Interesting, thanks!

This is an interesting coincidence, we recently discussed doing something like this. May I ask what your use case is?

The code looks fine to me, but I'd like a review from @seirl (this may take some time, he is busy this week)

Interesting, thanks!

This is an interesting coincidence, we recently discussed doing something like this. May I ask what your use case is?

The code looks fine to me, but I'd like a review from @seirl (this may take some time, he is busy this week)

I was discussing an internship opportunity with @zack and he gave me this small task as a test.
Regarding the use case, this flag can be added to rpc-serve and passed to the server.

olasd added inline comments.
.gitignore
13 ↗(On Diff #23956)

Please consider adding this to a global gitignore file that would be local to your machine (https://sebastiandedeyne.com/setting-up-a-global-gitignore-file/)

java/.gitignore
10–12 ↗(On Diff #23956)

I believe this should go to a global gitignore file as well.

Remove local gitignore

Build is green

Patch application report for D6594 (id=23958)

Rebasing onto c29ee2787e...

Current branch diff-target is up to date.
Changes applied before test
commit c8e2f64e012a5fa10bfaa5c770300b20e3db49f9
Author: Andrey <andreystar2403@gmail.com>
Date:   Mon Nov 1 22:58:32 2021 +0300

    Add tests for forward/backward loaded directions.

commit 6653cf77b3ecab35aa0e58d76a40e2c9091ae75c
Author: Andrey <andreystar2403@gmail.com>
Date:   Mon Nov 1 15:26:27 2021 +0300

    Throw exception, if the loaded direction doesn't match query, or transpose/symmetrize is called on a single loaded graph.
    If only single direction is loaded default the query param to chosen direction.

commit 7e40071c2e76a05ca4639577a3bc3bf406effe28
Author: Andrey <andreystar2403@gmail.com>
Date:   Mon Nov 1 12:53:53 2021 +0300

    Pass 'both' direction wherever a graph was constructed.
    Not adding an overload which defaults to 'both', because having to explicitly set the value makes you asses which option fits best.

commit 198eb8256bdca4b2d64726e378619df4e87685d5
Author: Andrey <andreystar2403@gmail.com>
Date:   Mon Nov 1 12:50:12 2021 +0300

    Pass direction parameter to Graph constructor and load the directions into memory conditionally.

commit 4a60870a71d751b7559a1bc2c733e3340b05e5da
Author: Andrey <andreystar2403@gmail.com>
Date:   Mon Nov 1 10:20:11 2021 +0300

    Add 'direction' server option to specify which graph directions should be loaded into memory (forward|backward|both) defaulting to 'both' of not provided.

See https://jenkins.softwareheritage.org/job/DGRPH/job/tests-on-diff/138/ for more details.

Hey!

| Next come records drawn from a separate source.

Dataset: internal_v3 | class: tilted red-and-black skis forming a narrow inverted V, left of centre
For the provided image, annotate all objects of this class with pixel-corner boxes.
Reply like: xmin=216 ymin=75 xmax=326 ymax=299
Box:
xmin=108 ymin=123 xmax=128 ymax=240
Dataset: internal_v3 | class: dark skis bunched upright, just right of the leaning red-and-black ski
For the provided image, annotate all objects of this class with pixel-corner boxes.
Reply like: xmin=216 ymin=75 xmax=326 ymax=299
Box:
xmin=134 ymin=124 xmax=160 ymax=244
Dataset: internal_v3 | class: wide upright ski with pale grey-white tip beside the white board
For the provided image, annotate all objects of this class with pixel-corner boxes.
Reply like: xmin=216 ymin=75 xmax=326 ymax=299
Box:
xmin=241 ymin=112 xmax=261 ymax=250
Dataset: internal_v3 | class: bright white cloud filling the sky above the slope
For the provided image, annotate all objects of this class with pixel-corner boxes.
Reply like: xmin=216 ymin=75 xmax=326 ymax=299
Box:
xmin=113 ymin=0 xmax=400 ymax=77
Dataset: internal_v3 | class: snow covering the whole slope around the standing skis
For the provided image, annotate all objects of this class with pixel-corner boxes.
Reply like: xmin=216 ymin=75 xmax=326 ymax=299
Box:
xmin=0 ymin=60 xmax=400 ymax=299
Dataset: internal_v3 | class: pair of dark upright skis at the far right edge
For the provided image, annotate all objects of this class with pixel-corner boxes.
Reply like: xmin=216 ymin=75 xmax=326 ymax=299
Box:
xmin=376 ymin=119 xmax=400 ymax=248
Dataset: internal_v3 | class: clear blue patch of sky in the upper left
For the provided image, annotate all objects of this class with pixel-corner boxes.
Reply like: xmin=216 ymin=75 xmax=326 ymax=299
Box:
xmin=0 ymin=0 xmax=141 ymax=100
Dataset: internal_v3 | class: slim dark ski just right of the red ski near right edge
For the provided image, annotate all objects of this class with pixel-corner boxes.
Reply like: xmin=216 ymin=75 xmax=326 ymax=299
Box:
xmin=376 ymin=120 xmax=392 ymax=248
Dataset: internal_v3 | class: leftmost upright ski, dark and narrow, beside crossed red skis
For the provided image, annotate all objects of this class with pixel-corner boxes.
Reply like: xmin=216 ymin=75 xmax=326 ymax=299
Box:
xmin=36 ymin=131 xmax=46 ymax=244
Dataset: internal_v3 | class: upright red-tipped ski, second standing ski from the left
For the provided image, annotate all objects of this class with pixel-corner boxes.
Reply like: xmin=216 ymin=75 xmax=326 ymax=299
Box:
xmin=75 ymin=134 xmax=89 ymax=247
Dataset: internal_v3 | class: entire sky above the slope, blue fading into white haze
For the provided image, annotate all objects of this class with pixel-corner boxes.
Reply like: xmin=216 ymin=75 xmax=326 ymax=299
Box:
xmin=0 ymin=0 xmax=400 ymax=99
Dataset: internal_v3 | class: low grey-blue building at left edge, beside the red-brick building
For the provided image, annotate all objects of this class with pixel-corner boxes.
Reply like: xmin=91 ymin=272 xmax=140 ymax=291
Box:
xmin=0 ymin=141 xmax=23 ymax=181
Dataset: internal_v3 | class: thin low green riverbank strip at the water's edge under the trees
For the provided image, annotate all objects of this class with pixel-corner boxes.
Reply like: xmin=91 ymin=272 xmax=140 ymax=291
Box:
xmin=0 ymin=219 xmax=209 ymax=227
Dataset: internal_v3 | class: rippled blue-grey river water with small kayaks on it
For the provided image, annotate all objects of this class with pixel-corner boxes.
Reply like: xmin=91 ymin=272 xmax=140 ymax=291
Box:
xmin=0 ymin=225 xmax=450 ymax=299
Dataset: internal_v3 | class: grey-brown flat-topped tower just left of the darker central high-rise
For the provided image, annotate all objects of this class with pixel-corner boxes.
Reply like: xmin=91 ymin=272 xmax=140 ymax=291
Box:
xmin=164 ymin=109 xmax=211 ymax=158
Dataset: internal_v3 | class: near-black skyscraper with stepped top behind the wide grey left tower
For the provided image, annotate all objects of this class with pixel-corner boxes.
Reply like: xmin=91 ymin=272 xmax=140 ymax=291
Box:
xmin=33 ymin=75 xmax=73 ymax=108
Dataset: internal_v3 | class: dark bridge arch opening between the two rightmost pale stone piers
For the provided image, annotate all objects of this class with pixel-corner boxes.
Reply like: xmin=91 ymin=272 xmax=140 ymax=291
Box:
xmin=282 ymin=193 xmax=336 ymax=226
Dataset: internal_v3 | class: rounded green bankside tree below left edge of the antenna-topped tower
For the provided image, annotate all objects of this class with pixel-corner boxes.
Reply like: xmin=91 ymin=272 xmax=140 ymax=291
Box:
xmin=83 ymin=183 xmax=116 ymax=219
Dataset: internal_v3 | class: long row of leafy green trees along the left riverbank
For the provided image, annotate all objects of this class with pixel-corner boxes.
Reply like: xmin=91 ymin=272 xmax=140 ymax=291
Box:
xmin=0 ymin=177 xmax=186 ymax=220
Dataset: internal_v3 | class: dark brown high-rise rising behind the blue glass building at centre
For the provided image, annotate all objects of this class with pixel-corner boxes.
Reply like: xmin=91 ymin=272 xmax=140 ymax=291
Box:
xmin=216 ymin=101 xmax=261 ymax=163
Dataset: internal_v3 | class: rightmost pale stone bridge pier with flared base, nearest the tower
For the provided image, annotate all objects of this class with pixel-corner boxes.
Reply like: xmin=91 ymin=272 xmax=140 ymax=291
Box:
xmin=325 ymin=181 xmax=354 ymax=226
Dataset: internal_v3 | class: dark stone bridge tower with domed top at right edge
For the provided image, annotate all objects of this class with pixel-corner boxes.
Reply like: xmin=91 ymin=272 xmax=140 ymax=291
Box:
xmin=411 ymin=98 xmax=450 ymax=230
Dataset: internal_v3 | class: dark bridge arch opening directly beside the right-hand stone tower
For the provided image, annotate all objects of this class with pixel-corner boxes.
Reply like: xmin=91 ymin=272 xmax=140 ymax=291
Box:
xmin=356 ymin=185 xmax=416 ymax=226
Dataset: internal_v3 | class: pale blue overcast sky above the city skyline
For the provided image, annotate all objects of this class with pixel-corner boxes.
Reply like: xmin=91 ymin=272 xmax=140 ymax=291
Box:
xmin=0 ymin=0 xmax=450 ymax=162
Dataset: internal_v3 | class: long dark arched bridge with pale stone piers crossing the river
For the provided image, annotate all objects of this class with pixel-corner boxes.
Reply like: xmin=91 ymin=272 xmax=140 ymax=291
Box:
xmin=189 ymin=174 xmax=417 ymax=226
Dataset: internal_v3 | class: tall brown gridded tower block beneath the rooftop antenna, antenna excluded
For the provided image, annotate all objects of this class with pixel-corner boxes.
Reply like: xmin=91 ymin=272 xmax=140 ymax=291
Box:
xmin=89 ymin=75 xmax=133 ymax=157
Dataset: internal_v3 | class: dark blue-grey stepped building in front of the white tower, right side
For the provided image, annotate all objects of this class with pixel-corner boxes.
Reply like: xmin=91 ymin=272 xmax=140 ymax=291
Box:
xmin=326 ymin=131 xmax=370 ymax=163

Thanks for this initial diff.

I think we're adding too much behavior to this class, it's starting to look like spaghetti code.

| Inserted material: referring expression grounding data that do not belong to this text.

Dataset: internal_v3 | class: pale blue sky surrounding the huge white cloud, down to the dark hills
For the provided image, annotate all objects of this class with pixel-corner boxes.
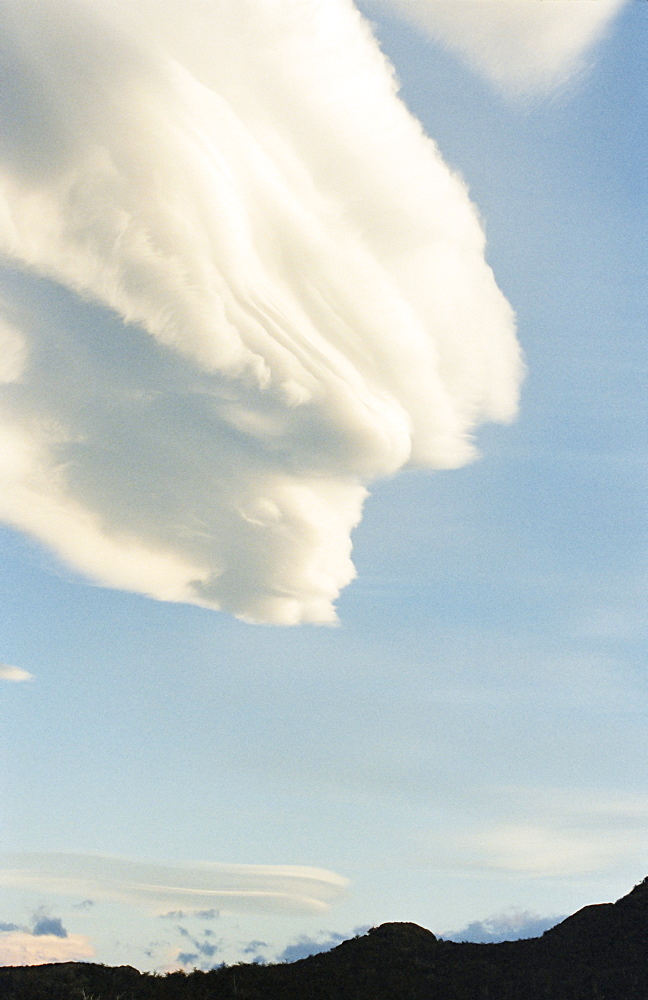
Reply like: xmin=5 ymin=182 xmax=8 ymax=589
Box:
xmin=0 ymin=0 xmax=648 ymax=969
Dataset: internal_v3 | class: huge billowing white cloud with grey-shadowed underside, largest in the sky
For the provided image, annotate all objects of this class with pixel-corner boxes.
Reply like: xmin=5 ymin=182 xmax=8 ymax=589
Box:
xmin=0 ymin=0 xmax=520 ymax=623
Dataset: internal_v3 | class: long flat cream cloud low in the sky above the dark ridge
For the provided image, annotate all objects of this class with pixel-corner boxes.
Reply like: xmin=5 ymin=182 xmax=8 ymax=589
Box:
xmin=0 ymin=854 xmax=347 ymax=913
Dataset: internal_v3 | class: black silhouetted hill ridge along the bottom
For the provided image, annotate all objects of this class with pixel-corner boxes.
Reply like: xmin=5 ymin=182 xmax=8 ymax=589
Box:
xmin=0 ymin=879 xmax=648 ymax=1000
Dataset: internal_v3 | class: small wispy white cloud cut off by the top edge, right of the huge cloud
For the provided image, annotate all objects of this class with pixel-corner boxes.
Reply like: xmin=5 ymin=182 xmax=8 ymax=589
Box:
xmin=378 ymin=0 xmax=624 ymax=93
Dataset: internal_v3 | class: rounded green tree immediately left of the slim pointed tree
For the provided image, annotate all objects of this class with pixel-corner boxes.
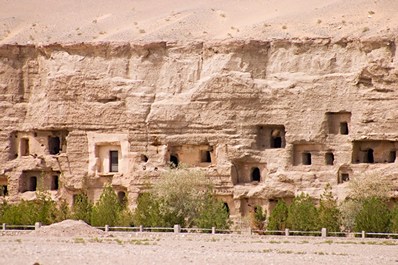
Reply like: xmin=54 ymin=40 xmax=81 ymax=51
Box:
xmin=287 ymin=193 xmax=320 ymax=231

The design I had in mind was to split the SwhGraph into two different layers:

  • a SwhGraph interface that will contain the swh-specific metadata handling (node types, SWHIDs etc)
  • a BidirectionalGraph interface on top of ImmutableGraph that will take a graph and its transposed version, and define indegree(), predecessors() and transpose().

Using this, we could:

  • Have a generic bidirectional graph by using a SwhGraph(BidirectionalGraph(graph, graph_transposed))
  • Have a swh-specific unidirectional graph, either forward or backward, by using a SwhGraph(graph) or a SwhGraph(graph_transposed)
  • Have a swh-specific bidirectional graph by using a SwhGraph(BidirectionalGraph(graph, graph_transposed))

Note: I don't know yet what is the correct data model to implement this in Java as I'm not too proficient with interfaces/mixins.

@andrey-star if you want to have a shot at it you can go ahead, otherwise I'll try to implement that in the coming weeks. It's not a mandatory assignment, your initial proposal is already great! I'd just rather directly merge the correct design if it's not an immediate blocker for other things.